La montée n’est pas la plus raide, ni la plus difficile du secteur à quelques distances du Lautaret et du Galibier. Plus loin l’Izoard… De quoi rapidement avoir des fourmis dans le jambes et tenter d’emmener « gros » dès les premiers lacets au risque d’exploser le joint de culasse avant le sommet. Tenter de jouer les stars du peloton, les « purito », les « Aigle de Tolède » ou les « Pistolero »… (Oui ! Et si ça me fait plaisir à moi… de pédaler le temps d’une montée, dans la peau d’un costaud des pentes raides ; un champion des ascensions mythiques ; un abonné au maillot à pois…) Mais l’âge venant est un bon conseil pour mener l’expédition à bon port sur le rythme qu’il convient. Une allure de « montagnard » plutôt qu’une succession de dépenses inutiles loin des caméras de télé pour enregistrer « le record du siècle »… Une montée, tout à « l’économie » (et j’y viens tout de suite justement !)…
Dans l’Alpe d’Huez/ PHOTO Lili & Elvis 2013
Voilà pour le côté tactique, avant de tout lâcher chez Rapha™ (la nouvelle boutique de la marque britannique sponsor de la Sky, installée depuis cette année juste au sommet de la rampe alpine réputée mondialement). la visée précise du jour pour tout avouer. Une bonne montée pour justifier l’achat de beaux maillots de corps et d’une paire de chaussettes également signées de la jeune maison anglaise pour transpirer des pieds avec classe ! Une montée sèche de 14 km pour se payer le luxe d’un passage à la caisse sans avoir à culpabiliser. « Et si vous pouviez me remettre aussi une petite veste imperméable qui va bien et un slip en laine mérino pour passer l’hiver au chaud avec la petite bande blanche sur le côté pour rester discret dans les grandes occasions !… »

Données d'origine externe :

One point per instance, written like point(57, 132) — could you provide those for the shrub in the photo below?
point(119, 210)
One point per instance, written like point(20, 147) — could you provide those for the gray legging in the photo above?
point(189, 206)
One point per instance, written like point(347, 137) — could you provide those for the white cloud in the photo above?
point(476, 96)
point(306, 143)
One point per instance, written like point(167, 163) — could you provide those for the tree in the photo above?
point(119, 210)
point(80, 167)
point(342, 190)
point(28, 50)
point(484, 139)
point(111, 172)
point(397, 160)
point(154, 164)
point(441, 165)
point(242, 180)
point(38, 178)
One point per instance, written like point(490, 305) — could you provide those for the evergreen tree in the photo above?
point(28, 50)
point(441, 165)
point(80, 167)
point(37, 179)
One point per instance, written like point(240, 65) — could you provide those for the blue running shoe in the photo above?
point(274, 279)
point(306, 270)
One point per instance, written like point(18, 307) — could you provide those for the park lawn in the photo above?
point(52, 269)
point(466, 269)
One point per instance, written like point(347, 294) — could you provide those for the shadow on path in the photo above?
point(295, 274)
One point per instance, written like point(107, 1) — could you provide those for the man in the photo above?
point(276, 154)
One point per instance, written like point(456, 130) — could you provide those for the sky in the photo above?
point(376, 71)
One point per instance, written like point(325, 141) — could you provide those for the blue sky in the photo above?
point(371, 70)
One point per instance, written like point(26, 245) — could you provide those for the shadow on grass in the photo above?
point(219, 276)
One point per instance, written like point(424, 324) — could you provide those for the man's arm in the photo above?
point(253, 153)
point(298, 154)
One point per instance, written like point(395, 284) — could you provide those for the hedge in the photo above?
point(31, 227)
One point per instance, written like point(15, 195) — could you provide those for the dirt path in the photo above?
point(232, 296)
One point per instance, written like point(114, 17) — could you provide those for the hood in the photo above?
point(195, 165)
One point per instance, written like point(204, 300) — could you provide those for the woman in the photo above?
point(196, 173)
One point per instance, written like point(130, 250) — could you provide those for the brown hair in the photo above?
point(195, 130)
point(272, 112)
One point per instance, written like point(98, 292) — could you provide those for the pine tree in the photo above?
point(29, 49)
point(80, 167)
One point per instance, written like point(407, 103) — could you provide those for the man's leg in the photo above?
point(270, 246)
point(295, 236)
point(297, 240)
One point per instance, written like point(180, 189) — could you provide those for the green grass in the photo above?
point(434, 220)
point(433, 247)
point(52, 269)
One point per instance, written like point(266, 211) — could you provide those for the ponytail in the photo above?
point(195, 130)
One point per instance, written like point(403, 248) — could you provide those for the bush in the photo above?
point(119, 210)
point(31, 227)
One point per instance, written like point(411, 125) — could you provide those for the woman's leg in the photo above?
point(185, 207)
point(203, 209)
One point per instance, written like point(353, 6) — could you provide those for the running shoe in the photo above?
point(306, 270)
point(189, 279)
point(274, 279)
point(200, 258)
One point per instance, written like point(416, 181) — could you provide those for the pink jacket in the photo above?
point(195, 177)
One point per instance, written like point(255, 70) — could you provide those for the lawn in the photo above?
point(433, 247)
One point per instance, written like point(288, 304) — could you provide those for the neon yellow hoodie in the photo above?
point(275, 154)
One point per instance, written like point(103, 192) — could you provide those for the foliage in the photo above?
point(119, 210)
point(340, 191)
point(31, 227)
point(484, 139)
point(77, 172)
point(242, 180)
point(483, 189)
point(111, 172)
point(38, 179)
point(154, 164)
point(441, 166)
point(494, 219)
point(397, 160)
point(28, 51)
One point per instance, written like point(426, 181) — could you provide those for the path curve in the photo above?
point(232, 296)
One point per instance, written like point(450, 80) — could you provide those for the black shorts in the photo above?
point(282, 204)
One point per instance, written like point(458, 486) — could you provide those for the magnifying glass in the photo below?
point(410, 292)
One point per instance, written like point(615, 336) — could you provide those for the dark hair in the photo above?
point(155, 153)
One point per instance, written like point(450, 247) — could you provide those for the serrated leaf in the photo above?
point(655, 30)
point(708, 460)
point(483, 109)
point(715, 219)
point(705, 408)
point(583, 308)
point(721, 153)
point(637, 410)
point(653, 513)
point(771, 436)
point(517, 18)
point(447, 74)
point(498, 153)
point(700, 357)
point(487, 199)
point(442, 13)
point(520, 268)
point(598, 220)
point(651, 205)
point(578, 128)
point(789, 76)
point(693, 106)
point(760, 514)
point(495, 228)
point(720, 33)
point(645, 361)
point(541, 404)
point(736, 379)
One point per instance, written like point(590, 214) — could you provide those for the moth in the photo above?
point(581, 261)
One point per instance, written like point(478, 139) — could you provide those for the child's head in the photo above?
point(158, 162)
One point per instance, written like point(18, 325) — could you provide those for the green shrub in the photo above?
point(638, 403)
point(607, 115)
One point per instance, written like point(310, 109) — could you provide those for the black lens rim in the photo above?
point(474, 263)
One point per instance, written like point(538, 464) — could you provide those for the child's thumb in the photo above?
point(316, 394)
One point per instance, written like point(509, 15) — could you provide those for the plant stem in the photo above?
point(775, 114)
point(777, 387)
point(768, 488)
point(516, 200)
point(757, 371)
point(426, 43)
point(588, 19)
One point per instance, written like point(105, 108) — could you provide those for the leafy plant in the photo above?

Une montée de l’Alpe, pour passer le reste de ses vacances fauché après s’être laissé faire les poches par une bande de professionnels du marketing dont j’avoue avoir réussi à me laisser berner comme il m’arrivera certainement encore de le faire à l’avenir malgré toutes les précautions pour me prémunir définitivement de ces petites faiblesses humaines. La passion, comme l’amour, que voulez-vous ?!… Comme on ne compte pas sa propension au labeur pour vivre ses rêves quels qu’ils soient. « De la béatitude malgré soit ! » pensait Nietzsche à « l’heur » de son « grand midi ». Et j’eusse dû mieux me méfier de toute cette « beauté rusée » comme le fit avantageusement ce « surhomme » cher au philosophe de Leipzig, qui « comme l’amant à qui trop velouté sourire donne méfiance ». « Ainsi parlait Zarathoustra » alors que pour ma part je continuais ma route sans fin et ma « fol » échappée dans les rayons des grands magasins.